Ma se lo sporco è più in profondità, dentro lo split, sulla batteria interna o vicino a parti elettriche, è meglio fermarsi. Anche perché spray, schiume, aceto o miscugli fai da te usati con troppa leggerezza possono finire su sensori e circuiti e creare danni. Le funzioni self clean o auto clean, quando ci sono, aiutano ad asciugare l’umidità residua, ma non sostituiscono una vera pulizia manuale.

Unità esterna, checklist e limiti del fai da te: quando fermarsi

Per la pulizia dell’unità esterna vale lo stesso principio: si interviene solo se il motore è facilmente raggiungibile, in una posizione stabile e senza esporsi su davanzali, scale insicure o facciate.

Dopo aver tolto corrente, si possono rimuovere foglie, polvere e detriti dalle griglie con una spazzola morbida, un panno o l’aspirapolvere.
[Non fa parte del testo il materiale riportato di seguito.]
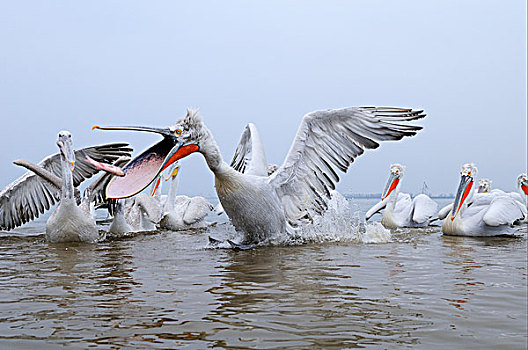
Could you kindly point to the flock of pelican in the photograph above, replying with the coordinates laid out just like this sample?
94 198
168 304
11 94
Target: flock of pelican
261 200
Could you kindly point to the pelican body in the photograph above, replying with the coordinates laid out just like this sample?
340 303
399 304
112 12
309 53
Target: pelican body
480 214
54 179
399 209
182 212
260 206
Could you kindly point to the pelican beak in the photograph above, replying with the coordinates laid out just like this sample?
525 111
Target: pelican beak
141 171
153 193
175 172
109 168
524 186
464 189
393 181
65 147
160 131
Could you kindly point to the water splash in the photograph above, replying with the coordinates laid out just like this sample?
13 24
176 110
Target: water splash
342 222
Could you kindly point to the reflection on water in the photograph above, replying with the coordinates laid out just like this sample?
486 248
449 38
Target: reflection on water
164 290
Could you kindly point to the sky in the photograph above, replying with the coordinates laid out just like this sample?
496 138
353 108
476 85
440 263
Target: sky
72 64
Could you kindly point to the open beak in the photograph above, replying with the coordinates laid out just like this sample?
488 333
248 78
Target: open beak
160 131
466 184
393 181
109 168
141 171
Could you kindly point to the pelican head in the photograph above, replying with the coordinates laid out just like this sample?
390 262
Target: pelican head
484 186
522 183
465 189
396 173
65 144
185 137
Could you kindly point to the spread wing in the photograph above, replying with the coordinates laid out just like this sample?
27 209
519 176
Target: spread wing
29 196
330 140
424 208
250 157
95 192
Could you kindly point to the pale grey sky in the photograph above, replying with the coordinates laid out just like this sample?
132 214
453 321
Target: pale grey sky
71 64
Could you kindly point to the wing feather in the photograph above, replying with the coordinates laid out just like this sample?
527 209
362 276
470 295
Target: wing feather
29 196
249 157
332 139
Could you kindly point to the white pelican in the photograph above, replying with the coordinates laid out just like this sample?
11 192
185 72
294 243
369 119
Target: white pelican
484 186
181 212
143 212
487 215
298 191
400 210
249 157
30 194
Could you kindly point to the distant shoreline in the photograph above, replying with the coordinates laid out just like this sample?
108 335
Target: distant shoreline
378 195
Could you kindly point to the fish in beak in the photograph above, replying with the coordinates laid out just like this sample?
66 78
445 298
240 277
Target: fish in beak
464 189
392 183
141 171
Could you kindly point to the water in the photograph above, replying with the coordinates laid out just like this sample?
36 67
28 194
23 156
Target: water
165 290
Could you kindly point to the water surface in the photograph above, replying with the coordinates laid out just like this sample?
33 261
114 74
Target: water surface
166 290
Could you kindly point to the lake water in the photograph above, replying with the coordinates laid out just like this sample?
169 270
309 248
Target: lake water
418 289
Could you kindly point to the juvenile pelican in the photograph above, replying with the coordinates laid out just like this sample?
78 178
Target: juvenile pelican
400 210
298 191
488 214
181 212
31 195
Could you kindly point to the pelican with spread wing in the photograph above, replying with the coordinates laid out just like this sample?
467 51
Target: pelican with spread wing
399 209
55 179
298 191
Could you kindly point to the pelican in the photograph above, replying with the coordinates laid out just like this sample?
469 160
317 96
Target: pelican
181 212
249 157
484 186
488 215
262 207
31 194
400 210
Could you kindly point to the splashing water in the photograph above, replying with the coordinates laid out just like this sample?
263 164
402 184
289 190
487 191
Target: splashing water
340 223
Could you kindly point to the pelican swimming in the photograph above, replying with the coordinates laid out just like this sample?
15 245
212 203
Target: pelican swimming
258 206
484 186
181 212
399 209
487 215
31 194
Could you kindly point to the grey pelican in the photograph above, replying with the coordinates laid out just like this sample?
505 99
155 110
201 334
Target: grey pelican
182 212
399 209
488 215
31 194
261 207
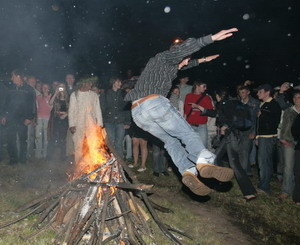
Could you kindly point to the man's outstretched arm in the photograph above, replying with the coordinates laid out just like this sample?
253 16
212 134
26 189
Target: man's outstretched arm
176 54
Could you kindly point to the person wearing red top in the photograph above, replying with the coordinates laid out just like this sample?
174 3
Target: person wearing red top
192 112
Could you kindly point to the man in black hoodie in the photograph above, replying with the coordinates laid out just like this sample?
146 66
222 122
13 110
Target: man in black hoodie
3 93
20 108
267 124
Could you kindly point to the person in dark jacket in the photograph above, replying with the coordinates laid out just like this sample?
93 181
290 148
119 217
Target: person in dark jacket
152 112
231 143
3 95
20 109
267 124
115 113
295 130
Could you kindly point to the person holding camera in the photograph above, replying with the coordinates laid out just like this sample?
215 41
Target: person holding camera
152 111
59 121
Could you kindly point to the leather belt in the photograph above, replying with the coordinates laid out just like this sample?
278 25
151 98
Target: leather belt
140 101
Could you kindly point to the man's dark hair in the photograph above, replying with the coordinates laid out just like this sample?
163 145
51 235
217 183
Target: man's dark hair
112 80
197 83
223 93
244 88
295 92
17 72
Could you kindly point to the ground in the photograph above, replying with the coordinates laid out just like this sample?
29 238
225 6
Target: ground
222 218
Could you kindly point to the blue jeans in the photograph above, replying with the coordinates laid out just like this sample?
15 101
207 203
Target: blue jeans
265 161
288 170
159 159
244 151
116 133
202 131
158 117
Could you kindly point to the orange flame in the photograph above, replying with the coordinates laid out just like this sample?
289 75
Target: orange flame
94 155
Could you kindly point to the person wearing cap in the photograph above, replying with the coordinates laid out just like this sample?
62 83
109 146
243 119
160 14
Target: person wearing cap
193 115
152 111
84 110
268 120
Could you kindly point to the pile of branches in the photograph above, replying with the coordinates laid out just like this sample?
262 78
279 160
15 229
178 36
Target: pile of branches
98 211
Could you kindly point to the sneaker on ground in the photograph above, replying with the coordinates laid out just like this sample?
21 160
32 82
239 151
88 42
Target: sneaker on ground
194 184
212 171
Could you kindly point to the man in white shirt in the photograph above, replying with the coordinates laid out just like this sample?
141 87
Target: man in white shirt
84 112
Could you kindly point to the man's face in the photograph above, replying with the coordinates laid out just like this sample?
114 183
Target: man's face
45 88
263 94
244 94
31 81
54 84
296 99
70 79
117 84
176 91
184 80
183 63
201 88
16 79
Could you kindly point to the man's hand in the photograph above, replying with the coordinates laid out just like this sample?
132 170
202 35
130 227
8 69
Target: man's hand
208 58
223 129
286 143
223 34
72 130
27 122
194 106
3 120
251 136
284 87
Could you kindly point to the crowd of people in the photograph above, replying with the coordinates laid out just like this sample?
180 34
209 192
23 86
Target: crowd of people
38 119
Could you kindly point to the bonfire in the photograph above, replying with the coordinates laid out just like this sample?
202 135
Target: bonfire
102 203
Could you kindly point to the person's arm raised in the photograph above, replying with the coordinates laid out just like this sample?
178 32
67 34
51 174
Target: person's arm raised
221 35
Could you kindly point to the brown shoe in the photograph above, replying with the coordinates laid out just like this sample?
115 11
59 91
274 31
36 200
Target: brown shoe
212 171
195 185
283 196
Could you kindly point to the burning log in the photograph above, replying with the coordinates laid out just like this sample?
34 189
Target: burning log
101 205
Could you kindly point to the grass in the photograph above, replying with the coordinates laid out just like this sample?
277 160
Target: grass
264 221
267 219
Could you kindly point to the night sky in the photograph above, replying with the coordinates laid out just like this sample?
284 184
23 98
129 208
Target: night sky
50 38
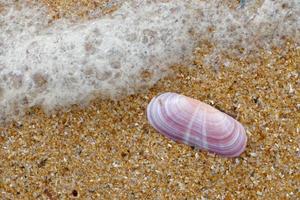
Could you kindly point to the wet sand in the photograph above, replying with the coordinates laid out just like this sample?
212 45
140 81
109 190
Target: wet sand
107 150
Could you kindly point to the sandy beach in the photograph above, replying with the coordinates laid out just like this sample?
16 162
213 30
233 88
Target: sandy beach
108 150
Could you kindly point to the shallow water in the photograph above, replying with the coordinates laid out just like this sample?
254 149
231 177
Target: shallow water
63 63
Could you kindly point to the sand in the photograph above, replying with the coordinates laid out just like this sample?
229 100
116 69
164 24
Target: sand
107 150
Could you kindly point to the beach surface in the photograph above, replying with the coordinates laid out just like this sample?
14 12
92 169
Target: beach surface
108 150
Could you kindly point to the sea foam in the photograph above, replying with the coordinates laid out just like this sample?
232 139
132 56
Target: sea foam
65 63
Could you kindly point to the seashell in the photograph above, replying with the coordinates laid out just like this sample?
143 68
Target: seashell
197 124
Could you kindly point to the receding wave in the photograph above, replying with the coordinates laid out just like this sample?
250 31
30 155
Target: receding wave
66 62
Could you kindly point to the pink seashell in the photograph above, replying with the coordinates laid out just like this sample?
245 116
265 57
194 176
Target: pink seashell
195 123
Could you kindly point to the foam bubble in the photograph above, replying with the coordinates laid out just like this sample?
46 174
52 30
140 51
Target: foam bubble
69 63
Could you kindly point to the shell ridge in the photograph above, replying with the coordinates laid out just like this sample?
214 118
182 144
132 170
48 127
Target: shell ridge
190 126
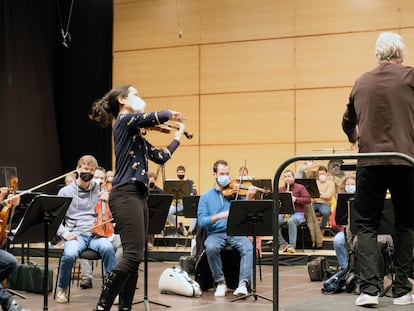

Va liberata anche l’area intorno all’apparecchio: vasi, teli o arredi troppo vicini ostacolano il passaggio dell’aria e possono aumentare rumori e vibrazioni.

Da evitare, invece, i getti ad alta pressione, che piegano le alette e rischiano di compromettere il funzionamento.

Ci sono però casi in cui il fai da te deve finire lì. Se il condizionatore perde acqua, manda un odore che torna subito dopo la pulizia, raffredda poco, segnala errori o fa rumori anomali, è il momento di chiamare un tecnico qualificato. L

o stesso vale per gas refrigerante, scarico della condensa, parti elettriche e smontaggi interni: sono interventi che, anche in base alla normativa europea sui gas fluorurati, richiedono personale certificato.

Un controllo dei filtri ogni due settimane nei periodi di uso intenso, soprattutto nelle case con animali o persone allergiche, resta la misura più utile. Il resto — odori coperti con profumatori, acqua raccolta in una bacinella, rumori “sopportati” — di solito serve solo a spostare il problema di qualche giorno.